There were 1,830 households, of which 41.5% had children under the age of 18 living with them, 49.2% were married couples living together, 13.3% had a female householder with no husband present, 5.1% had a male householder with no wife present, and 32.3% were non-families. 26.0% of all households were made up of individuals, and 7.2% had someone living alone who was 65 years of age or older. The average household size was 2.62 and the average family size was 3.15.

The median age in the village was 30.5 years. 29.7% of residents were under the age of 18; 8.3% were between the ages of 18 and 24; 36.6% were from 25 to 44; 19.7% were from 45 to 64; and 5.9% were 65 years of age or older. The gender makeup of the village was 48.5% male and 51.5% female.

===2000 census===
As of the census of 2000, there were 2,752 people, 1,063 households, and 738 families living in the village. The population density was 2,007.2 PD/sqmi. There were 1,112 housing units at an average density of 811.1 /sqmi. The racial makeup of the village was 96.77% White, 0.58% African American, 0.07% Native American, 0.29% Asian, 0.73% from other races, and 1.56% from two or more races. Hispanic or Latino of any race were 1.27% of the population.

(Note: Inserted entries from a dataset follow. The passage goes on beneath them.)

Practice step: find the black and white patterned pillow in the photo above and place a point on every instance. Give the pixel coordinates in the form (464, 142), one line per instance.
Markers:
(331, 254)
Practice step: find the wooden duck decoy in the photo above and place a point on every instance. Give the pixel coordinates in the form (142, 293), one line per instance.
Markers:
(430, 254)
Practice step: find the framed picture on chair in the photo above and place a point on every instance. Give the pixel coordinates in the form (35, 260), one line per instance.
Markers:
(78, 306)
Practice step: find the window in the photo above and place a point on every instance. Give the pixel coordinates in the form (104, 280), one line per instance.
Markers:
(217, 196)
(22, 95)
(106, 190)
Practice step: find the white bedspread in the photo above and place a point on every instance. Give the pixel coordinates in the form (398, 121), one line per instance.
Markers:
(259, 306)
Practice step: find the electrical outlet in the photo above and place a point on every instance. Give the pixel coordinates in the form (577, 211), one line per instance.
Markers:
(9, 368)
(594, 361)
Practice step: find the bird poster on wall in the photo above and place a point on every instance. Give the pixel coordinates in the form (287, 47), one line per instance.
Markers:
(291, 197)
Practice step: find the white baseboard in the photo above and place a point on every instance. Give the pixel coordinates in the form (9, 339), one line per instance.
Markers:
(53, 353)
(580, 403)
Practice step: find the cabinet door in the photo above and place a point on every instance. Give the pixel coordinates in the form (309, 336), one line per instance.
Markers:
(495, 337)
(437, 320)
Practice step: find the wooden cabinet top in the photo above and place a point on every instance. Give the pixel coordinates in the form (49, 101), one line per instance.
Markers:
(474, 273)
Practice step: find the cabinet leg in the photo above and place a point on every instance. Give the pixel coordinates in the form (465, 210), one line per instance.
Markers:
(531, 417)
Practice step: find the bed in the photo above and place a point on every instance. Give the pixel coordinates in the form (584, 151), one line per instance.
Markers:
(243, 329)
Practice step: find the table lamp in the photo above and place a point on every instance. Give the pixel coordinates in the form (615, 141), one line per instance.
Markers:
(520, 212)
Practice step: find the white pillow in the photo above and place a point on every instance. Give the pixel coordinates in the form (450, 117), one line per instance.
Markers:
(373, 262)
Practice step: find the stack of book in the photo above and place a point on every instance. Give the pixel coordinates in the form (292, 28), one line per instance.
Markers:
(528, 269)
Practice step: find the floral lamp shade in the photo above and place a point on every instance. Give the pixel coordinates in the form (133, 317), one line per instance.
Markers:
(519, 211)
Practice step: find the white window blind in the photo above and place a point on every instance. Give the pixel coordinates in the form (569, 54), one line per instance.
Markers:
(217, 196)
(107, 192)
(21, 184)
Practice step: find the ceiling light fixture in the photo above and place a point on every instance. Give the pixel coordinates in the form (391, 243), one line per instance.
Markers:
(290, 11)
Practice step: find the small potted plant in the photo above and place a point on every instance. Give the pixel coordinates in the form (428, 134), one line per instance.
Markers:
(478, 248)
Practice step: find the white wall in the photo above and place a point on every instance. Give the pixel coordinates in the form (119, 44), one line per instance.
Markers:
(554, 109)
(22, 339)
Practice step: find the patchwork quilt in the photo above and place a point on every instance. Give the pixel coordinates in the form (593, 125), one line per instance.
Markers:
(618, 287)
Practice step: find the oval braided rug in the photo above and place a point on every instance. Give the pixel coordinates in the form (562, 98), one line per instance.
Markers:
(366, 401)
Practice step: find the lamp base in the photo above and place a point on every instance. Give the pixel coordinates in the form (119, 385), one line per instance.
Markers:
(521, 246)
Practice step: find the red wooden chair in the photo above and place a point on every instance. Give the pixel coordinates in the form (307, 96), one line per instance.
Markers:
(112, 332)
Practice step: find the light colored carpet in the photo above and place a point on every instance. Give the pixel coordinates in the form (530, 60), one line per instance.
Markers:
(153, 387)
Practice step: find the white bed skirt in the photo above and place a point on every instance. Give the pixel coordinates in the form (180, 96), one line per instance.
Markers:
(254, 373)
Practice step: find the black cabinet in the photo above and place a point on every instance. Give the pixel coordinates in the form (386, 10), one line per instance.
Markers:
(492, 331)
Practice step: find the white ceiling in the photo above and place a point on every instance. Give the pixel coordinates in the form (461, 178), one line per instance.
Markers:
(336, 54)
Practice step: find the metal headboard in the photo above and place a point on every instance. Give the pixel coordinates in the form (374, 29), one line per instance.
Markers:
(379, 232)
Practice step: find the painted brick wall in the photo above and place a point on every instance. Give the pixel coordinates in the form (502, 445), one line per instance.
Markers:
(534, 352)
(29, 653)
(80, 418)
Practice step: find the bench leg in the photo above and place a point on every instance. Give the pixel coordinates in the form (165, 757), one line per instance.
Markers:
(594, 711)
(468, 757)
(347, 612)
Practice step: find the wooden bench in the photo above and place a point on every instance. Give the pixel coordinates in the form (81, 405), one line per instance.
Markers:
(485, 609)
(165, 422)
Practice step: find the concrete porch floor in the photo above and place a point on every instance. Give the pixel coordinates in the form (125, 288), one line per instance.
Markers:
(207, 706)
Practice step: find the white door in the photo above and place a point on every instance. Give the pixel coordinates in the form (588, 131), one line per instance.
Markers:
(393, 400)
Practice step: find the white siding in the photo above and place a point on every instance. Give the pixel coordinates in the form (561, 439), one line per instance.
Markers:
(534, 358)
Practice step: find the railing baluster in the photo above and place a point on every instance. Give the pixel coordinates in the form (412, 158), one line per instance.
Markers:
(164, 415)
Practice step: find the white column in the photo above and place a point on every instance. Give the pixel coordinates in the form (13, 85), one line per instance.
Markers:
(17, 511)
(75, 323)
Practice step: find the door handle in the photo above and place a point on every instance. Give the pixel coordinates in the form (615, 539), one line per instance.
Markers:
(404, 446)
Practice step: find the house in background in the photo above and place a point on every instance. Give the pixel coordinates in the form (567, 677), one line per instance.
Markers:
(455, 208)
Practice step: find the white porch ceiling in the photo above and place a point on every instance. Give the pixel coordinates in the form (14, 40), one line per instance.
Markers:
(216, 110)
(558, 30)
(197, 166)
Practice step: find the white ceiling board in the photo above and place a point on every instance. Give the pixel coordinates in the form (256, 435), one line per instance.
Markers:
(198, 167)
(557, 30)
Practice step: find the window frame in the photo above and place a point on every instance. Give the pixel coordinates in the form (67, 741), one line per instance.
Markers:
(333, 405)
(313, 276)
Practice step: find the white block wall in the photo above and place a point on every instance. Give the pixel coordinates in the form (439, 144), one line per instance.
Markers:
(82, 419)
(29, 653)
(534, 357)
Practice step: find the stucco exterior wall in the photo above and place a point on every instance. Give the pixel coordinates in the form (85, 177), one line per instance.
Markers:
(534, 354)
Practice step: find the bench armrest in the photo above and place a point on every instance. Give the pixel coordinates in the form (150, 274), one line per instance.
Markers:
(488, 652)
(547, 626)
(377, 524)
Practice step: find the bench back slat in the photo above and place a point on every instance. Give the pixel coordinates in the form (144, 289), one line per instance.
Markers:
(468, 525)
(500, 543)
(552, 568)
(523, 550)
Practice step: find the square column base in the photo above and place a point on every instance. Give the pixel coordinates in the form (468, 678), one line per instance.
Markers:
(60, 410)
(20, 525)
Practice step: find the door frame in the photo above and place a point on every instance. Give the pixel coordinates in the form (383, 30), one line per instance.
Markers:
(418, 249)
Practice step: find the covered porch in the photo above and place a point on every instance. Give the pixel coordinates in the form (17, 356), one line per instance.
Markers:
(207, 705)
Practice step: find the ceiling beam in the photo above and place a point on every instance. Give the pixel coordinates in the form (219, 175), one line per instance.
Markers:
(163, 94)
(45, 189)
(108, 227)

There were 1,063 households, out of which 41.1% had children under the age of 18 living with them, 53.0% were married couples living together, 12.0% had a female householder with no husband present, and 30.5% were non-families. 24.8% of all households were made up of individuals, and 10.3% had someone living alone who was 65 years of age or older. The average household size was 2.59 and the average family size was 3.10.

In the village, the population was spread out, with 28.5% under the age of 18, 10.6% from 18 to 24, 39.3% from 25 to 44, 13.9% from 45 to 64, and 7.6% who were 65 years of age or older. The median age was 29 years. For every 100 females there were 89.0 males. For every 100 females age 18 and over, there were 86.9 males.

The median income for a household in the village was $44,900, and the median income for a family was $51,699. Males had a median income of $37,500 versus $26,295 for females. The per capita income for the village was $17,772. About 5.0% of families and 7.6% of the population were below the poverty line, including 5.7% of those under age 18 and 14.1% of those age 65 or over.

==Education==
The CDP is in the West Clermont Local School District. West Clermont High School is the public comprehensive high school.

Amelia has a public library, a branch of the Clermont County Public Library.